Philly Latino Film Fest has Puerto Rican accent
ListenPuerto Rican filmmaking figures prominently in this year’s Philadelphia Latino Film Festival with stories that explore identity, humor and cultural displacement.
One of the films tackles directly the complex task of naming a generation. It’s not X, Y or Z but it’s certainly based on the alphabet. Which in Spanish has 29 letters. The oddest one is the “enye” ; you know that “n” with a wavy line on top. It’s so characteristic that it has been adopted as the namesake for a rapidly expanding segments of the Latino population.
“I am an enye,” said filmmaker and blogger Denise Soler Cox in her work “Being Enye.”
“It’s a group of people here in the United States that is 16 million strong and growing, a group of people that found themselves stuck between two worlds because they were born in the United States to parents who were born in Spanish speaking countries,” she said.
With her personal documentary Soler-Cox wanted to speak for an entire generation of Latinos living between several worlds . She uses a poignant and often humorous tone to tell the story and says that “sometimes we don’t feel Latino enough and sometimes we don’t feel American enough, but we are both.”
“Enye” is one of the four full-length films and 14 shorts at this year’s Philadelphia Latino Film Festival. The selections says, Marangeli Mejia-Rabell, a Puertorican “enye” herself and the director of the festival, range from first-person narratives, to family dramas, erotic musings and full-length features. Some of the works have been presented at Cannes and other international festivals.
She says that “one of the things this year’s festival does is capture what’s happening in communities throughout Latin America and the Unites States now.
The film “Normal” depicts the deep division in Venezuela’s political reality through the plight of an anti-government protester who takes refuge from the police bullets, in an old boyfriend’s apartment He is loyal to then President Hugo Chavez ‘s political movement. She is fighting for change.
Normal takes place during the rioting that occurred in Venezuela in 2014 (Screengrab via phlaff.org)

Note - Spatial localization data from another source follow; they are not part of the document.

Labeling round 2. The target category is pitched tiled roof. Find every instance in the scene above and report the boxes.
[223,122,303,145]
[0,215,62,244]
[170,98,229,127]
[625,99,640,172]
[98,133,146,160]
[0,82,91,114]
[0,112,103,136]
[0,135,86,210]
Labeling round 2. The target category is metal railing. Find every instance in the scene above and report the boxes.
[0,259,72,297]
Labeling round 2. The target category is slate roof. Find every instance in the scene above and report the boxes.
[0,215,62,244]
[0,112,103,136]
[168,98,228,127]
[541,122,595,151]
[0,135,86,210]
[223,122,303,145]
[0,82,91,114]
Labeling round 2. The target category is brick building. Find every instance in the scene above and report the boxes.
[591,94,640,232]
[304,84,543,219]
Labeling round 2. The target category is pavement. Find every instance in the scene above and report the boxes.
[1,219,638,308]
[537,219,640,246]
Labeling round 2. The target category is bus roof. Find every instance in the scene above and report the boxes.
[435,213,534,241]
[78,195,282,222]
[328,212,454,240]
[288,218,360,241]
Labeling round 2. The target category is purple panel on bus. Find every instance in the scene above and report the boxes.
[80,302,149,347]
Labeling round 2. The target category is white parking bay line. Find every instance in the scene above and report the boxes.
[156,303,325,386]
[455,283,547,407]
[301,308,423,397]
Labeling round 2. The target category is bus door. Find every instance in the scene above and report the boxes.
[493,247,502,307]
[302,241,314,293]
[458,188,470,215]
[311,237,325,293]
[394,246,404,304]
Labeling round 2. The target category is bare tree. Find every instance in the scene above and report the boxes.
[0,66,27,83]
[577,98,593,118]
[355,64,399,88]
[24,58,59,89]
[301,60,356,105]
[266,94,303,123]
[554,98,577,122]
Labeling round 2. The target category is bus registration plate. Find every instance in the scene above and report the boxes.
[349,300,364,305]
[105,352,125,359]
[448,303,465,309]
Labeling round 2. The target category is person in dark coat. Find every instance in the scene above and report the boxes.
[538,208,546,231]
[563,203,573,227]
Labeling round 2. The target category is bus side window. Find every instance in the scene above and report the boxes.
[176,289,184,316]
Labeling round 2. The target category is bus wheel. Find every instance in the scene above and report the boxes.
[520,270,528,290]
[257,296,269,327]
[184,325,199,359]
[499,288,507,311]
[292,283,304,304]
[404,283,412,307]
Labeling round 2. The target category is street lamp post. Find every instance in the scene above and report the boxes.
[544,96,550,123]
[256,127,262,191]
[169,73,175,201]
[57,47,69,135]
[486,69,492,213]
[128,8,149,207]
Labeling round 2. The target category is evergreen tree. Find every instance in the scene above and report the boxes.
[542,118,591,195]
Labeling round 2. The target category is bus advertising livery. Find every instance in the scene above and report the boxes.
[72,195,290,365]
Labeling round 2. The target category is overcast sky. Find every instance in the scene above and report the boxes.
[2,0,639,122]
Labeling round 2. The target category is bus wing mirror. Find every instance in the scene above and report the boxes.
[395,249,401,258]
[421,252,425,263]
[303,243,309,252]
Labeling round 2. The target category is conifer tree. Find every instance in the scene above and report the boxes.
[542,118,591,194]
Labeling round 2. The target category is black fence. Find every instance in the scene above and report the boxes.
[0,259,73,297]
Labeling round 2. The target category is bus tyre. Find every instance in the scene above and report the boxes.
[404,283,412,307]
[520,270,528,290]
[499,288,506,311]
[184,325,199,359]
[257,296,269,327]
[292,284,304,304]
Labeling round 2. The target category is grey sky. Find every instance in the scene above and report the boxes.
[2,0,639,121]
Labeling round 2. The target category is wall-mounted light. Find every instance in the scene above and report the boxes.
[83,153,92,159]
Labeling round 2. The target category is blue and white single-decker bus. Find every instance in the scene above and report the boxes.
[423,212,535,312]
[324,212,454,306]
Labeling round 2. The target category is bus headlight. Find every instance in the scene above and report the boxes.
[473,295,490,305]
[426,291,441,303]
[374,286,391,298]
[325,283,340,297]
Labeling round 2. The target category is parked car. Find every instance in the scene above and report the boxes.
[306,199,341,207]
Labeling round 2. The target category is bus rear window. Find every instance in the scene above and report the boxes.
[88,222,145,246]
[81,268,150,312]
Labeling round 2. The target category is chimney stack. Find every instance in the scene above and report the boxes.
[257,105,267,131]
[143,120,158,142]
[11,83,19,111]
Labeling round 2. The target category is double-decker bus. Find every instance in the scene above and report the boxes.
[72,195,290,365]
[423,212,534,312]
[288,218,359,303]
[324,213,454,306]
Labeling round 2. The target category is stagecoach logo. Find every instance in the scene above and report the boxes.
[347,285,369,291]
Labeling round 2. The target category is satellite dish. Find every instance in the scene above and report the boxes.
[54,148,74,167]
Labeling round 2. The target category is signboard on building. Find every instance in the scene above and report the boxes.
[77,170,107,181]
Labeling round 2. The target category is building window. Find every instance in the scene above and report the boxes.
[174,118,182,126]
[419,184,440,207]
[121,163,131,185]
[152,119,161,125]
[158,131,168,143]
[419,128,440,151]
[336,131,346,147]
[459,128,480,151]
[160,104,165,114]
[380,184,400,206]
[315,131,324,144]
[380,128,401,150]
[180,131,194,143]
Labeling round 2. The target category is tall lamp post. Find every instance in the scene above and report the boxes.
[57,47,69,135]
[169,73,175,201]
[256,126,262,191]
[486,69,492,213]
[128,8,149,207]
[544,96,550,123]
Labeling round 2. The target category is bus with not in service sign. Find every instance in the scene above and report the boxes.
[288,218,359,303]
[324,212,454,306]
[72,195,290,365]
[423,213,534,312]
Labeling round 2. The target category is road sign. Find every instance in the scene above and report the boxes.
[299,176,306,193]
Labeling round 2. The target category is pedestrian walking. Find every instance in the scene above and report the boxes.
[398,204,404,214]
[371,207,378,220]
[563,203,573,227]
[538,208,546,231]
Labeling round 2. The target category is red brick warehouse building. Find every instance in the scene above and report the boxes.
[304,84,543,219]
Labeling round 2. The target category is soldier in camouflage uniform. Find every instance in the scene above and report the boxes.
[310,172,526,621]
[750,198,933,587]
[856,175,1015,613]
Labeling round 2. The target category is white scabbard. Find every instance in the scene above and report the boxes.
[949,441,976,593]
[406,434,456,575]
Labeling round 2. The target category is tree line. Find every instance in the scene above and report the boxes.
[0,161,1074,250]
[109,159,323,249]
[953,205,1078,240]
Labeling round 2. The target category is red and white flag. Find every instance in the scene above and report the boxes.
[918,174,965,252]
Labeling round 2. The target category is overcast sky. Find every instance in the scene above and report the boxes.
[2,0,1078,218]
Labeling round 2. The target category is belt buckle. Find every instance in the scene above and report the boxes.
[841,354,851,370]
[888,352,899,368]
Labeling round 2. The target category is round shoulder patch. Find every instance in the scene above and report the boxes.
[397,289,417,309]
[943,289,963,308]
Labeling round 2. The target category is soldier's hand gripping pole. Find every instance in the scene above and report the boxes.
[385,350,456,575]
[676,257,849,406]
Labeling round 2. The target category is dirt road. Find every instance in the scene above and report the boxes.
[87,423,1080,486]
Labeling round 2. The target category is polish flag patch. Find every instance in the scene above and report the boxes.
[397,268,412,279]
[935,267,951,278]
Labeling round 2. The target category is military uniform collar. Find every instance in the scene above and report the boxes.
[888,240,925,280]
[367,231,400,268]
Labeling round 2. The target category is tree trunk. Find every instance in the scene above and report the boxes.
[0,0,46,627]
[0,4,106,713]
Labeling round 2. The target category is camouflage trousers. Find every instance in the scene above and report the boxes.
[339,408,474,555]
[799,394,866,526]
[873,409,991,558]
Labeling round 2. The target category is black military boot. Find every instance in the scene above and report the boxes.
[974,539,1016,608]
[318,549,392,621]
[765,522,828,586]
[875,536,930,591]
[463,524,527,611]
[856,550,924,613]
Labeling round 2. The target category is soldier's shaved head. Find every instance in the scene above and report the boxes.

The backdrop of most of the films, especially the Puerto Rican entries, is economic unrest. But as Mejia-Rabell points out, unrest of any kind is a powerful motivator for artists
“It’s at times of crisis when people really tap into the innovator in them, so the entrepreneurial spirit really emerges and people excel creatively,” she said.
Other films in the festival showcase work from Colombia, the Dominican Republic and U.S. Latino filmmakers. There’s even a movie that was recently presented at the Cannes film festival about Peruvian “Nikkei.” A portrait of a family and community of Peruvians of Japanese descent.
The Philadelphia Latino Film Festival starts today runs through the weekend at both at the University of the Arts and Kimmel Center. It’s accompanied by workshops and panels. The organizers are making plans to secure a permanent venue in the city. The latest idea is to take the films on the road in a traveling showcase that would play in predominantly Latino communities all around Pennsylvania.